Department of Electrical and Computer Engineering, University of Iowa, Iowa City, IA 52242, United States.
Comput Med Imaging Graph. 2011 Jan;35(1):64-80. doi: 10.1016/j.compmedimag.2010.09.007. Epub 2010 Oct 18.
Tensor scale (t-scale) is a parametric representation of local structure morphology that simultaneously describes its orientation, shape and isotropic scale. At any image location, t-scale represents the largest ellipse (an ellipsoid in three dimensions) centered at that location and contained in the same homogeneous region. Here, we present an improved algorithm for t-scale computation and study its application to image interpolation. Specifically, the t-scale computation algorithm is improved by: (1) enhancing the accuracy of identifying local structure boundary and (2) combining both algebraic and geometric approaches in ellipse fitting. In the context of interpolation, a closed form solution is presented to determine the interpolation line at each image location in a gray level image using t-scale information of adjacent slices. At each location on an image slice, the method derives normal vector from its t-scale that yields trans-orientation of the local structure and points to the closest edge point. Normal vectors at the matching two-dimensional locations on two adjacent slices are used to compute the interpolation line using a closed form equation. The method has been applied to BrainWeb data sets and to several other images from clinical applications and its accuracy and response to noise and other image-degrading factors have been examined and compared with those of current state-of-the-art interpolation methods. Experimental results have established the superiority of the new t-scale based interpolation method as compared to existing interpolation algorithms. Also, a quantitative analysis based on the paired t-test of residual errors has ascertained that the improvements observed using the t-scale based interpolation are statistically significant.

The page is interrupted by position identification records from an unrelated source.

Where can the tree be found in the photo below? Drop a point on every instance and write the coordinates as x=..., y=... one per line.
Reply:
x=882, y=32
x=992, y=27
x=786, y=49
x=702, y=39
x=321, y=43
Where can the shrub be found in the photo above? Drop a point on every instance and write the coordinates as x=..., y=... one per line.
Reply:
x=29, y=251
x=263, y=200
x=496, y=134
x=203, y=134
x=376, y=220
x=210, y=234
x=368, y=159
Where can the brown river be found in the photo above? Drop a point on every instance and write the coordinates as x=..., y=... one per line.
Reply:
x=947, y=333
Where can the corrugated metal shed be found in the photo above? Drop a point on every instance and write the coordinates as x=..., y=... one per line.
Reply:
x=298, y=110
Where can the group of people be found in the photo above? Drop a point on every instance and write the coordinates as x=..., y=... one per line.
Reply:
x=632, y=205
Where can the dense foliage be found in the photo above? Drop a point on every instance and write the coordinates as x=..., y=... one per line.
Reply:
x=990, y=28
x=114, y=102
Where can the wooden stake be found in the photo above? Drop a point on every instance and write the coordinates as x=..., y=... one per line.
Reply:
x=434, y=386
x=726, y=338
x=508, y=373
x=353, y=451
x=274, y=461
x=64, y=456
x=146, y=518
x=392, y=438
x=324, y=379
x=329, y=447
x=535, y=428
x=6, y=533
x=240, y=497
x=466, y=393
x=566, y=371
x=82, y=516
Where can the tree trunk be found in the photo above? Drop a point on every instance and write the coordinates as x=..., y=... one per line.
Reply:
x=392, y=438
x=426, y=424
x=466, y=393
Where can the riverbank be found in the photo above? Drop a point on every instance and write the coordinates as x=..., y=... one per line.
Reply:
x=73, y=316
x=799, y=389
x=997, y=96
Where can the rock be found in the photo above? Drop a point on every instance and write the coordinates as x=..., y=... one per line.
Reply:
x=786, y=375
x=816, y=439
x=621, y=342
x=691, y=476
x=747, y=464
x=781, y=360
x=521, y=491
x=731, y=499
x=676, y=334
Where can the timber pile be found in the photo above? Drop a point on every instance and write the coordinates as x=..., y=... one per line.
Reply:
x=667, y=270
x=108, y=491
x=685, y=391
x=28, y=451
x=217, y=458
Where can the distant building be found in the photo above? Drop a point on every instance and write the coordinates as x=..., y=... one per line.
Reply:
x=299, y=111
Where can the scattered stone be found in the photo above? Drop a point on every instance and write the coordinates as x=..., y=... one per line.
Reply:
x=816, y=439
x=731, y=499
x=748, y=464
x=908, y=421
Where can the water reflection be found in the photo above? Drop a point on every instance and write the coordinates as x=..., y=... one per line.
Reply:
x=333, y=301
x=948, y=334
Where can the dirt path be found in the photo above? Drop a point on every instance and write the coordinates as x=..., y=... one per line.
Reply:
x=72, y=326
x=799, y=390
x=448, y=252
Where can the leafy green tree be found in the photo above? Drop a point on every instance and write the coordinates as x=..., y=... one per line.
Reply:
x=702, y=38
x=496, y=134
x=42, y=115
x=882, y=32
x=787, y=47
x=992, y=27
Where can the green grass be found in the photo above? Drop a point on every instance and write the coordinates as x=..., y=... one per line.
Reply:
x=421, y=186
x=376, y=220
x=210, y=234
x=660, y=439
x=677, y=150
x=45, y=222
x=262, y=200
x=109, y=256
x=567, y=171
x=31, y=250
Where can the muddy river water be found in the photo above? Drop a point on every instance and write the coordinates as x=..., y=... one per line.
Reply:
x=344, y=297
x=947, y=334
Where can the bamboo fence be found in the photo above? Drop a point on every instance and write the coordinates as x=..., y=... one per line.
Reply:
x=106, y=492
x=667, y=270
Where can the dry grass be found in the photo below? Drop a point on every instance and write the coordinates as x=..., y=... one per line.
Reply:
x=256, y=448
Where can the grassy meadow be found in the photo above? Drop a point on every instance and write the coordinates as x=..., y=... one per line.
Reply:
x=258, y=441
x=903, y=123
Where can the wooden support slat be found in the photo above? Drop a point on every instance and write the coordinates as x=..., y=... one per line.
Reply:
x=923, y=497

张量尺度(t-scale)是一种描述局部结构形态的参数表示方法,它同时描述了其方向、形状和各向同性尺度。在任何图像位置,t-scale 代表位于该位置的最大椭圆(三维空间中的椭球),并且位于相同的均匀区域内。在这里,我们提出了一种改进的 t-scale 计算算法,并研究了它在图像插值中的应用。具体来说,通过以下两种方式改进了 t-scale 计算算法:(1)提高了识别局部结构边界的准确性;(2)在椭圆拟合中结合了代数和几何方法。在插值的上下文中,提出了一种确定灰度图像中每个图像位置的插值线的闭式解,该解使用相邻切片的 t-scale 信息来确定。在图像切片的每个位置,该方法从其 t-scale 中导出法向量,该法向量产生局部结构的横向旋转,并指向最近的边缘点。在两个相邻切片上的匹配二维位置上的法向量用于使用闭式方程计算插值线。该方法已应用于 BrainWeb 数据集以及来自临床应用的其他几个图像,并且已经对其准确性以及对噪声和其他图像降质因素的响应进行了检查,并与当前最先进的插值方法进行了比较。实验结果表明,与现有插值算法相比,新的基于 t-scale 的插值方法具有优越性。此外,基于残差配对 t 检验的定量分析证实,基于 t-scale 的插值所观察到的改进在统计学上是显著的。